The European Parliament published a decision to enter into inter-institutional negotiations on the AIFMD review on 13 February 2023. ALFI recalls that the AIFMD is a global European success story that is to be preserved and further developed. As voiced at many occasions, after the European Commission released its consultation in September 2020 any amendments should be targeted to satisfy demonstrable needs of improvement. The nature of the directive as a manager framework should not be put into question, and any alignment of the Undertakings for Collective Investment in Transferable Securities Directive (UCITSD) with the AIFMD should be strictly limited to situations where a misalignment could not be justified or would even cause issues to the industry and/or investors.
Concerning delegation, its merits are not called into question and have been confirmed by the targeted approach of the Commission in its proposal for a directive, as well as by the position of the Council in June 2022. However, there are divergent views on how regulators should be enabled to have a clear picture on delegation arrangements concluded by AIFMs and UCITS management companies. ALFI believes that this need could be addressed by expanding the information required as per the managers’ authorisation application file, supplemented by an obligation to notify material changes to the national competent authority (NCA).
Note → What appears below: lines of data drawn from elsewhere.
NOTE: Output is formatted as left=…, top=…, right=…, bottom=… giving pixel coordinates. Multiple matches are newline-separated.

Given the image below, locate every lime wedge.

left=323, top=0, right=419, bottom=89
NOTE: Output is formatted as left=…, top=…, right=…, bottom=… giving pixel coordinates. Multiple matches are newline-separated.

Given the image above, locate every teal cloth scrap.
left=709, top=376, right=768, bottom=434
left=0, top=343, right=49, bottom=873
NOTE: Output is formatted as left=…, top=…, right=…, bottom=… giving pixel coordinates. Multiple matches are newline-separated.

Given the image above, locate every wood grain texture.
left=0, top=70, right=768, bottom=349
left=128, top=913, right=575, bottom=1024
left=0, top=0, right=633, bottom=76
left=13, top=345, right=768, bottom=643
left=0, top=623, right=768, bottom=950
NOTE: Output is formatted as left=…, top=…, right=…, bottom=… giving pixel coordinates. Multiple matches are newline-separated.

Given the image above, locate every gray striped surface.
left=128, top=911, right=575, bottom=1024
Liquidity Management Tools (LMTs) are undoubtedly needed to overcome situations of liquidity stress under normal or deteriorated financial market conditions. However, it is unusual to focus only on one or two tools as suggested by the Commission. Fund managers normally provide a toolkit of LMTs and then choose the appropriate one for each circumstance. Given that the characteristics and use of LMTs are diverse and stress situations vary in terms of length or intensity, a maximum of liberty should be granted to the AIFM or UCITS management company.
The introduction of rules on loan-originating AIFs is contrary to the nature of the AIFMD that should remain a directive governing managers and not directly the products. Moreover, ALFI is not aware of facts evidencing the need to introduce restrictive rules and specific requirements vis-à-vis loan originating funds in the AIFMD. In particular, restricting the possibility for debt funds to qualify as open-ended funds would be detrimental to this successful sector of the industry contributing positively to the financing of the real economy. The important business of microfinance/impact/sustainable funds would also be at risk. Imposing a cap on leverage would limit the ability to hedge risks via derivatives. A qualitative limit, based on the AIFM’s assessment and responsibility, would better address the various risks at stake.
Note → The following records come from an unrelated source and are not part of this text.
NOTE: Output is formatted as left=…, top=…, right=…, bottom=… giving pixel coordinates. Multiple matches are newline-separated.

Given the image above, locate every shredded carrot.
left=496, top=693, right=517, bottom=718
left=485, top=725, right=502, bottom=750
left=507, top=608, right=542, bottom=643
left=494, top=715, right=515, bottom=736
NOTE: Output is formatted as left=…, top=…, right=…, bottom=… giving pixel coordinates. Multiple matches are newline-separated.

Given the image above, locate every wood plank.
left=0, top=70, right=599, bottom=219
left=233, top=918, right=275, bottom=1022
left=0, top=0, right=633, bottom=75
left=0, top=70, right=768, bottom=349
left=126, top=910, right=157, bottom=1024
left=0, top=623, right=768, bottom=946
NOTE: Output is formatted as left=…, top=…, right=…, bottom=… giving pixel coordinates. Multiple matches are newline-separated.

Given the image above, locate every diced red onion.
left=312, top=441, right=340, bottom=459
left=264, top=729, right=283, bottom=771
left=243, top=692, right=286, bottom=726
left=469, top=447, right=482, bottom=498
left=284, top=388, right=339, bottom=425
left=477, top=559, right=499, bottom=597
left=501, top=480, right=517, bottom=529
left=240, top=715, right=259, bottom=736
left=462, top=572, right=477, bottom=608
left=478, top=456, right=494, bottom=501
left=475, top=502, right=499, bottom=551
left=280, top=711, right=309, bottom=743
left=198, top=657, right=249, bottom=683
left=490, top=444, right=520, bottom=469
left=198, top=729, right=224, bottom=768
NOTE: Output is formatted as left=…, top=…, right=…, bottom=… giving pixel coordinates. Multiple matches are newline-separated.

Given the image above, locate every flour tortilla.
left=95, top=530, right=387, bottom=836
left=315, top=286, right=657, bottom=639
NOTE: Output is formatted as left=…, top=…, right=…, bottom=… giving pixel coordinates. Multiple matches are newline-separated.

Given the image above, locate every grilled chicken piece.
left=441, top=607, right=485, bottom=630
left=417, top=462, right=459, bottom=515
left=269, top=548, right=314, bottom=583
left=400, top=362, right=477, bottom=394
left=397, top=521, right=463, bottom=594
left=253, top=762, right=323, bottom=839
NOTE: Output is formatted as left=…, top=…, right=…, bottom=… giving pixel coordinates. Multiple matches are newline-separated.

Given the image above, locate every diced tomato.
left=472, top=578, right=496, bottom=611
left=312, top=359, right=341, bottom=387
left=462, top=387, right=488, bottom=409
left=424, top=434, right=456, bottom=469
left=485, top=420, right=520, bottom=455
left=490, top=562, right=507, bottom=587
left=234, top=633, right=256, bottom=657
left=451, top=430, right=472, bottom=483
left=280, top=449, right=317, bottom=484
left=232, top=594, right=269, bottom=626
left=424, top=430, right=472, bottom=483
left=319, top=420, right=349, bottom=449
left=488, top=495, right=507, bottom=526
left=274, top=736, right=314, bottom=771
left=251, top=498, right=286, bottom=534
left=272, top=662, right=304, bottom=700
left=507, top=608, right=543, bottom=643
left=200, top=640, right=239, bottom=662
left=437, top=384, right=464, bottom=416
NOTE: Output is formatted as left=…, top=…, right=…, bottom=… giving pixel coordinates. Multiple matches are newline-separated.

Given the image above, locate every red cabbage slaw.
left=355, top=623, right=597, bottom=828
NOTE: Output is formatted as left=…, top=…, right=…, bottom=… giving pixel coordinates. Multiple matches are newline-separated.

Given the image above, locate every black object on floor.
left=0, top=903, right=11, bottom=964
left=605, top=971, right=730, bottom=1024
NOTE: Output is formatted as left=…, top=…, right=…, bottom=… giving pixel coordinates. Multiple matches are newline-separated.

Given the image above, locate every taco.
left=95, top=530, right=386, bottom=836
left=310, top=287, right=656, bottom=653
Concentrated markets that lack a competitive supply of depositary services, competent authorities should be able to allow, subject to specified conditions and further to a case-by-case assessment, depositary services to be procured in other Member States. However, such an exemption from the general rule should, in ALFI’s opinion, in no way indirectly lead to the introduction of a depositary passport. A passport for depositaries would add new risks of overlapping existing rules to be complied with by industry players which are already subject to a high level of regulatory scrutiny. The depositary in the home country is a stable and valuable point of contact for the regulator, who helps the proper implementation of the AIFMD’s requirements and thereby protects investors.
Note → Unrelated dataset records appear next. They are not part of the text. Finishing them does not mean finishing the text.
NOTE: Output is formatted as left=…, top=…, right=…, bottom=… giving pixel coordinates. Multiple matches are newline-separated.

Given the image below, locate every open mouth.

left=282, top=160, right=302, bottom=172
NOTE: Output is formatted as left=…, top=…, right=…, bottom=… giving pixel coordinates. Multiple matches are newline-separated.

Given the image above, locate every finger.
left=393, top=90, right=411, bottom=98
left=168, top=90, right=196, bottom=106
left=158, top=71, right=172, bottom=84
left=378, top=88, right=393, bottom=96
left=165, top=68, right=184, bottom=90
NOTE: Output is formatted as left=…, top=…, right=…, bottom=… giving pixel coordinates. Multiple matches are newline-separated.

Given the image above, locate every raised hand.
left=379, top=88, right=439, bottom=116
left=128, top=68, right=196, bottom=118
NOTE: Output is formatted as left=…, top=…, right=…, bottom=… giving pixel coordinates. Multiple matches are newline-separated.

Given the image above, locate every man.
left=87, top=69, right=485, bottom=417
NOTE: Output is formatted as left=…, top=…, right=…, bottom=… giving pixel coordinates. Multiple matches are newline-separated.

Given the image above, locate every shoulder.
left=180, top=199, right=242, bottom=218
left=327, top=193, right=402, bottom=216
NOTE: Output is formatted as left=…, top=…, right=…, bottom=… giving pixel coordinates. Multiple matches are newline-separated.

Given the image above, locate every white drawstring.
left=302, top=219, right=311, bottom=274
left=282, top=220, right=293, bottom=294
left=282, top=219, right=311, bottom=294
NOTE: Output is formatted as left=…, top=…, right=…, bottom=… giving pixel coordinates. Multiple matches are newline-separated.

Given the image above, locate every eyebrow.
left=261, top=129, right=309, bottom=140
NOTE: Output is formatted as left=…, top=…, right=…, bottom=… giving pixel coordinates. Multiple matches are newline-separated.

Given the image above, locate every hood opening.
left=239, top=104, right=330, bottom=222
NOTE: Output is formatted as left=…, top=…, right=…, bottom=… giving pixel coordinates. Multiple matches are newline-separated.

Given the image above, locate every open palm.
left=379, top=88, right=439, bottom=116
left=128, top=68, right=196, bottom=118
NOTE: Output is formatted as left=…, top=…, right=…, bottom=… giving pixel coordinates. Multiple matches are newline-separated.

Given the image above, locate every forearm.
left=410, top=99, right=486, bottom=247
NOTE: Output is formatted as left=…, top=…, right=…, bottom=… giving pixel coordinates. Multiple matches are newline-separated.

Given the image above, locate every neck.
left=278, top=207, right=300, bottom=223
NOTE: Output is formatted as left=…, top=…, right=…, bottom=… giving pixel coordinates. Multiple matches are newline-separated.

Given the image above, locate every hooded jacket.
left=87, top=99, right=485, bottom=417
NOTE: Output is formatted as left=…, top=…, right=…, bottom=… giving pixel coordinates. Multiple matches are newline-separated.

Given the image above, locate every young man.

Finally, allowing the marketing of AIFs to semi-professional investors, provided certain conditions are met, would meet an existing demand. While it is well understood that retail investors need enhanced protection, excluding sophisticated investors from potentially high-performing products is not targeted towards a true Capital Markets Union. Similar concepts already available in some Member States work well, and MiFID provides safeguards in terms of appropriateness and suitability.